Mula-mula juga tidak berjalan mulus proyek itu, karena ditentang sendiri oleh be berapa Jiin Haw tua. Ketika diajak untuk berkebun buah-buahan yang hasilnya bisa untung besar kelak, mereka terbahak-bahak. Walaah! Apa ya mungkin, itu? "Barangkali saya sudah keburu meninggal sebelum pohonnya berbuah!" kata ketua mereka.
Tapi VACRS tetap nekat mendatangkan ribuan bibit okulasi apel, pir, persik, dan kesemek dari Taiwan ke Ang Khang, pada tahun 1982. Bibit okulasi ini sudah bisa berbuah dalam waktu 5 tahun saja. Tapi Jiin Haw yang terbahak-bahak dulu itu belum juga meninggal.
Melihat kebun percontohan di Ang Khang, (yang selain ditanami pohon buah juga sayuran semusim, seperti wortel, kubis, tomat, dan brokoli, di samping bunga hias seruni dan anyelir), baru mereka percaya bahwa menanam buah-buahan, sayuran, dan bunga hias legal bisa mendapat uang lebih banyak daripada candu yang ilegal. Candu ini hanya boleh dijual kepada gerombolan monopolis Khun Sha, dengan harga yang amat memelas rendahnya. Keuntungan terbesar diraih oleh gerombolan itu sendiri.

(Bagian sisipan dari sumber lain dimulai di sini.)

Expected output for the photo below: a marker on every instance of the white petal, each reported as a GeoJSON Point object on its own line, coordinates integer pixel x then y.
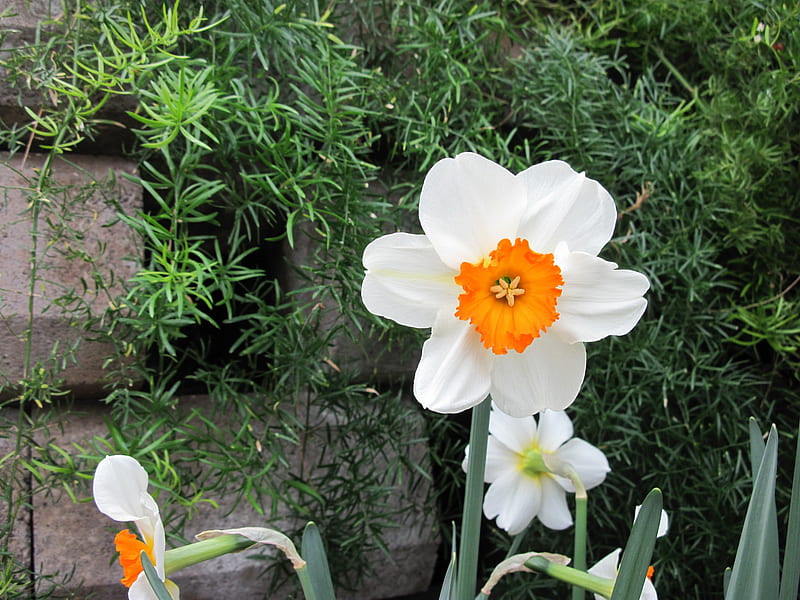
{"type": "Point", "coordinates": [499, 459]}
{"type": "Point", "coordinates": [553, 512]}
{"type": "Point", "coordinates": [406, 281]}
{"type": "Point", "coordinates": [467, 205]}
{"type": "Point", "coordinates": [663, 523]}
{"type": "Point", "coordinates": [555, 428]}
{"type": "Point", "coordinates": [514, 499]}
{"type": "Point", "coordinates": [648, 591]}
{"type": "Point", "coordinates": [516, 434]}
{"type": "Point", "coordinates": [565, 206]}
{"type": "Point", "coordinates": [607, 566]}
{"type": "Point", "coordinates": [549, 374]}
{"type": "Point", "coordinates": [597, 299]}
{"type": "Point", "coordinates": [454, 371]}
{"type": "Point", "coordinates": [589, 462]}
{"type": "Point", "coordinates": [120, 489]}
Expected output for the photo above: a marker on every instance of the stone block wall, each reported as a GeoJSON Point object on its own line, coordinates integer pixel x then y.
{"type": "Point", "coordinates": [53, 532]}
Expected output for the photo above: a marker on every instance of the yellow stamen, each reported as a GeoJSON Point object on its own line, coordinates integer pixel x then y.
{"type": "Point", "coordinates": [507, 290]}
{"type": "Point", "coordinates": [528, 281]}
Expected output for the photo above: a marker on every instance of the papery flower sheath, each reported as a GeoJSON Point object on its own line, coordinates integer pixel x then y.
{"type": "Point", "coordinates": [120, 492]}
{"type": "Point", "coordinates": [508, 279]}
{"type": "Point", "coordinates": [608, 566]}
{"type": "Point", "coordinates": [522, 486]}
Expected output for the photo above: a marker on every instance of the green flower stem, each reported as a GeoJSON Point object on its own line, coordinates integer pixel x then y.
{"type": "Point", "coordinates": [191, 554]}
{"type": "Point", "coordinates": [582, 579]}
{"type": "Point", "coordinates": [467, 572]}
{"type": "Point", "coordinates": [579, 556]}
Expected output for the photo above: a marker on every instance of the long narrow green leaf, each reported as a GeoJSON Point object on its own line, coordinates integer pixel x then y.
{"type": "Point", "coordinates": [313, 551]}
{"type": "Point", "coordinates": [756, 447]}
{"type": "Point", "coordinates": [791, 555]}
{"type": "Point", "coordinates": [449, 589]}
{"type": "Point", "coordinates": [153, 579]}
{"type": "Point", "coordinates": [726, 580]}
{"type": "Point", "coordinates": [639, 549]}
{"type": "Point", "coordinates": [755, 569]}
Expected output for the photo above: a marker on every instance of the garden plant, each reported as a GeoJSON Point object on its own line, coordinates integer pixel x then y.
{"type": "Point", "coordinates": [560, 237]}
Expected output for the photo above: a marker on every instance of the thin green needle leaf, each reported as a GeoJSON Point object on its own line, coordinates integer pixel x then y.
{"type": "Point", "coordinates": [639, 549]}
{"type": "Point", "coordinates": [153, 579]}
{"type": "Point", "coordinates": [791, 557]}
{"type": "Point", "coordinates": [756, 447]}
{"type": "Point", "coordinates": [755, 569]}
{"type": "Point", "coordinates": [313, 552]}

Dengan terdesaknya candu oleh tanaman cash crop hortikultura itu, pada tahun 1989 dilaporkan bahwa candu selundupan tinggal 5% dari seluruh hasil Segitiga Emas tiga negara. Dari 150 ton candu (tahun 1960), sudah menurun menjadi 20 ton dalam tahun 1989. Mengenai laporan penurunan sarrbpai 87% ini, ada yang percaya, dan ada yang tidak, karena laporan itu dibuat oleh polisi perbatasan Thailand yang sering tidak tahu penyelundupan candu lewat jalan lain.
Tapi pemimpin proyek Soong Ching-yun (yang karena kesabarannya yang luar biasa dipanggil "Papa Soong") menerima Hadiah Magsaysay dari Magsaysay Foundation, Filipina, tahun 1988, atas jasanya yang luar biasa dalam mengentaskan kemiskinan para petani pegunungan, dan sekaligus mencegah penanaman candu kembali.
v Untuk pariwisata
Sesudah proyek itu berhasil, pada tahun 1989 dimasukkan lagi varietas unggul baru stroberi Taiwan, aprikot Jepang, cantaloupe Amerika, dan kiwi Selandia Baru yang mahal harga jualnya, tapi laris. Buah kiwi yang asam ini memang aneh. Kulitnya yang coklat berbulu pendek dibayangkan sebagai bulu burung kiwi. Kalau dikupas dan dibelah melintang, daging buahnya yang bening hijau muda tampak seperti diberi dekorasi bagian tengahnya, sampai dipakai sebagai hiasan (yang bisa dimakan juga), pada masakan yang dihidangkan di meja pesta, dan meja makan hotel berbintang.
Di Desa Sob Ruak, sebelah utara Changrai, dan yang paling dekat dengan Segitiga Emas perbatasan Laos, juga dibanguni hotel-hotel lereng gunung, restoran, tempat peristirahatan, taman rekreasi dan sarana wisata pegunungan lain yang menyerap buah kiwi itu. Ke sana pula hasil sayuran, buah-buahan dan bunga hias dari Lembah Ang Khang dan sekitarnya itu mengalir, di samping ke Chiang Mai, untuk diteruskan ke Bangkok. Turis asing dari Bangkok hanya bisa terbang sampai ke Chiangrai. Dari sana mereka rela naik bus ke Sob Ruak. Hanya untuk melihat bekas daerah Segitiga Emas yang pernah kondang sebagai sarang gerombolan Khun Sha, pengedar candu gelap! Ada rasa bangga campur sensasional di kalangan turis asing itu, bahwa mereka sudah menginjak daerah menakutkan yang legendaris, walaupun sambil duduk saja dalam bus ber AC.